Он сверкнул глазами.

— Затем, что она черт знает что натворила! Но я положил всему этому конец раз и навсегда. Я не отпущу вас. У вас нет причин уходить…

— Нет, есть, — твердо прервала его Энн. — Наберитесь терпения меня выслушать, и я вам объясню, почему не могу здесь больше оставаться.

— Хорошо, объясните! — рявкнул Филдинг. Он стоял немного пригнувшись, как бы готовясь отразить нападение.

— В пятницу вы бросили мне обвинение, которое заставило меня задуматься. Вы сказали, что я отгородилась завесой лжи.

— Теперь я понимаю, что вас заставило это сделать.

— Нет, до конца вы это понять не можете, — сказала Энн, жестом останавливая его возражения. — Для этого надо знать мою мать. Долгие годы — особенно после того, как она умерла, — моим руководящим принципом было отрицание ее жизни. Сердцем я любила ее такой, какая она была. Но умом осуждала, отталкивала ее. Это касалось и других. Вас тоже, Мэтт.

Филдинг ловил каждое ее слово. Энн глубоко вздохнула и продолжала:

— Воздвигая стену между собой и своей матерью, между собой и вами, я обедняла свою собственную жизнь.

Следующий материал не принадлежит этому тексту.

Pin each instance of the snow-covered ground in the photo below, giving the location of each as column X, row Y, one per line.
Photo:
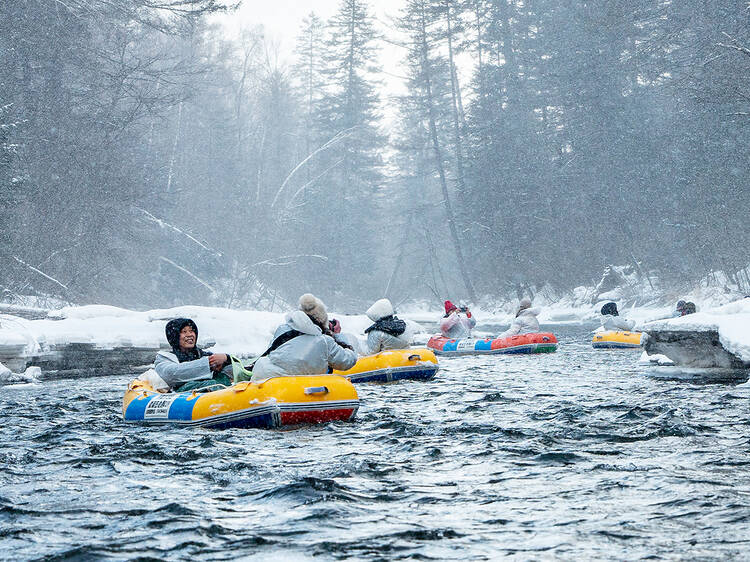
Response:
column 247, row 332
column 731, row 321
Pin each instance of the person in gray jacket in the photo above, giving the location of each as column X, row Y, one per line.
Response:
column 388, row 331
column 612, row 321
column 187, row 367
column 304, row 345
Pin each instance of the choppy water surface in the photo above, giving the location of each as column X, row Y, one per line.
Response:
column 577, row 454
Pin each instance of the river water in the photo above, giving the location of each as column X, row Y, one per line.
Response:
column 574, row 455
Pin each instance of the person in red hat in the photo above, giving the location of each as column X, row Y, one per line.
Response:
column 457, row 322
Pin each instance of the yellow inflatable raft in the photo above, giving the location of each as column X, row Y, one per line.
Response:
column 616, row 340
column 272, row 403
column 394, row 365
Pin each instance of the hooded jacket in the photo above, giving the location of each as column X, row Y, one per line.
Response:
column 617, row 323
column 455, row 325
column 388, row 331
column 525, row 322
column 311, row 353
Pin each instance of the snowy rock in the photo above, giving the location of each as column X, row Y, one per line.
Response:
column 717, row 338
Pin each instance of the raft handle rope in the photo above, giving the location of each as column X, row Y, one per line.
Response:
column 211, row 388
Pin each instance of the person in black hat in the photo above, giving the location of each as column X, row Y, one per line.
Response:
column 186, row 366
column 611, row 319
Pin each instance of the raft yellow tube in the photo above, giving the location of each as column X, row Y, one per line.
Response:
column 272, row 403
column 393, row 365
column 616, row 340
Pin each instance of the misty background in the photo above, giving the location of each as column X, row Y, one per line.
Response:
column 151, row 157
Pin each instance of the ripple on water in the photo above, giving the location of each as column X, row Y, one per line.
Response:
column 576, row 455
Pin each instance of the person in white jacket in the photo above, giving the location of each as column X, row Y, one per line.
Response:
column 457, row 322
column 612, row 321
column 388, row 331
column 525, row 321
column 304, row 345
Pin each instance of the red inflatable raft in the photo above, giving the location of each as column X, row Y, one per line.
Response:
column 543, row 342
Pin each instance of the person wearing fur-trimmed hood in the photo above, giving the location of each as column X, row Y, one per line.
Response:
column 525, row 321
column 186, row 366
column 308, row 346
column 388, row 331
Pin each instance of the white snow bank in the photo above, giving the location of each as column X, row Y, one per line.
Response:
column 731, row 321
column 240, row 332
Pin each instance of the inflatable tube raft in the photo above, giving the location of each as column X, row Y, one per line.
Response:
column 616, row 340
column 543, row 342
column 275, row 402
column 394, row 365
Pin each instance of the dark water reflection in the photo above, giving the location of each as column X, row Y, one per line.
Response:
column 577, row 454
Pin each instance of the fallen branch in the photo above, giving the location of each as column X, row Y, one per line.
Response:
column 35, row 270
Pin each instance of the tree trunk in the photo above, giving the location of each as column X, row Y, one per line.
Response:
column 439, row 164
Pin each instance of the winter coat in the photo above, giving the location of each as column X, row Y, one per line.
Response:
column 456, row 326
column 311, row 353
column 525, row 323
column 380, row 340
column 175, row 374
column 388, row 331
column 617, row 323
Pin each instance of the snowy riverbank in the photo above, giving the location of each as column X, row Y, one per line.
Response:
column 105, row 338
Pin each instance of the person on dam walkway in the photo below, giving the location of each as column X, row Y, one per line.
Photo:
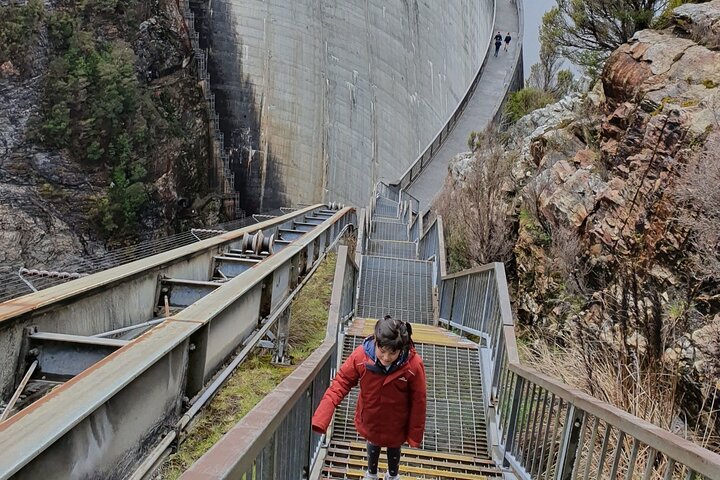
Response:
column 391, row 405
column 498, row 42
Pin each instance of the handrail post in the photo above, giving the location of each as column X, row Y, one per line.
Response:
column 569, row 446
column 513, row 417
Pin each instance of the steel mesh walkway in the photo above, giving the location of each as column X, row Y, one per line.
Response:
column 397, row 287
column 394, row 282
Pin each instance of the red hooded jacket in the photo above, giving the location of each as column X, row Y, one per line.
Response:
column 391, row 407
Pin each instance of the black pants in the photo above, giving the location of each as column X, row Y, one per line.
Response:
column 393, row 459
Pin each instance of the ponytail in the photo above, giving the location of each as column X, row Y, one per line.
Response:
column 393, row 334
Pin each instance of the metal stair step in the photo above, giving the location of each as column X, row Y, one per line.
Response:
column 417, row 456
column 394, row 249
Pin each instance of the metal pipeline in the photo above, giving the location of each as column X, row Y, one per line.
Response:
column 152, row 460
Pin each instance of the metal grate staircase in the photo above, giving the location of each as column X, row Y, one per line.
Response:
column 394, row 282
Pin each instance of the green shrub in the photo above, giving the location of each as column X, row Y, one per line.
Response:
column 92, row 94
column 19, row 27
column 525, row 101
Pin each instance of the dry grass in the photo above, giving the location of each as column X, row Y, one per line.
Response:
column 257, row 377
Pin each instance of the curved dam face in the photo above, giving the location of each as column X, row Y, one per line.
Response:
column 319, row 99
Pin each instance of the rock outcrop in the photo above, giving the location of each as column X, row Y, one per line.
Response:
column 609, row 200
column 49, row 198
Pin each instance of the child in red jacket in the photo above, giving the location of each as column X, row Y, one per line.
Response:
column 391, row 406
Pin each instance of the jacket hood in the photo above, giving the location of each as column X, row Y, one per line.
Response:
column 376, row 366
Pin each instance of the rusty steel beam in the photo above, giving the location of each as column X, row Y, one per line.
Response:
column 113, row 411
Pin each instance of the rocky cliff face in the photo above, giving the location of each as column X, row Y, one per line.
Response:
column 617, row 202
column 57, row 206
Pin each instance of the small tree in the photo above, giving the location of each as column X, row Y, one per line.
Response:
column 586, row 31
column 476, row 208
column 524, row 101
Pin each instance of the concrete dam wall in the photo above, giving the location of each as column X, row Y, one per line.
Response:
column 319, row 99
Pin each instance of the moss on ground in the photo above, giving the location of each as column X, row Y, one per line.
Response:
column 257, row 377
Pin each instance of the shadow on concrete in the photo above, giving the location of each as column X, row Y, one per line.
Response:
column 257, row 176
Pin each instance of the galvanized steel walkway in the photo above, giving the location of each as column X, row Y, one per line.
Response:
column 393, row 281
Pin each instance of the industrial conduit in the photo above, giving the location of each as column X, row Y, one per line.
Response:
column 158, row 454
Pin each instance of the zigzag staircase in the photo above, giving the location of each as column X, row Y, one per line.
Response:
column 393, row 281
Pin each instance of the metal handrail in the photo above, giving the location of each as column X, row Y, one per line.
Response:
column 522, row 404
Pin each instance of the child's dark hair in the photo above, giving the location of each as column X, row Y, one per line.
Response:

И я благодарна вам за то, что вы помогли мне это понять. Я ухожу от вас не потому, что вы позволили себе вольность в отношении меня. Я верю вам, что это никогда не повторится. Но это уже не имеет ни малейшего значения.

— Что же имеет? Зачем вам уходить? — вырвалось у Филдинга.

— Простите меня, Мэтт, я понимаю, что, уходя так неожиданно, я ставлю вас в трудное положение. Но если я останусь, я поставлю себя в еще более трудное положение.

— Чего же вы хотите? — вскричал Филдинг, буравя ее взглядом. — Хотите, я прибавлю вам жалованье? Сокращу рабочий день? Скажите мне, что вас не устраивает?

— Я собираюсь стать певицей, — просто сказала Энн.

Филдинг замер от изумления, затем опомнился и бросился в бой:

— Конечно, у вас прекрасный голос, я этого не отрицаю. Но у вас есть еще и голова — голова деловой женщины. Вы лучше разбираетесь в коммерции, чем многие мужчины. И вам нравится это занятие. Вас за уши от него не оттащишь! Я видел, как у вас загораются глаза, когда удается расколоть особенно крепкий орешек. Разве это не так?

— Так. И я не отрицаю, мне было необыкновенно интересно работать с вами, Мэтт, — тихо сказала Энн. — Но я не могу больше с вами работать, и я решила стать певицей.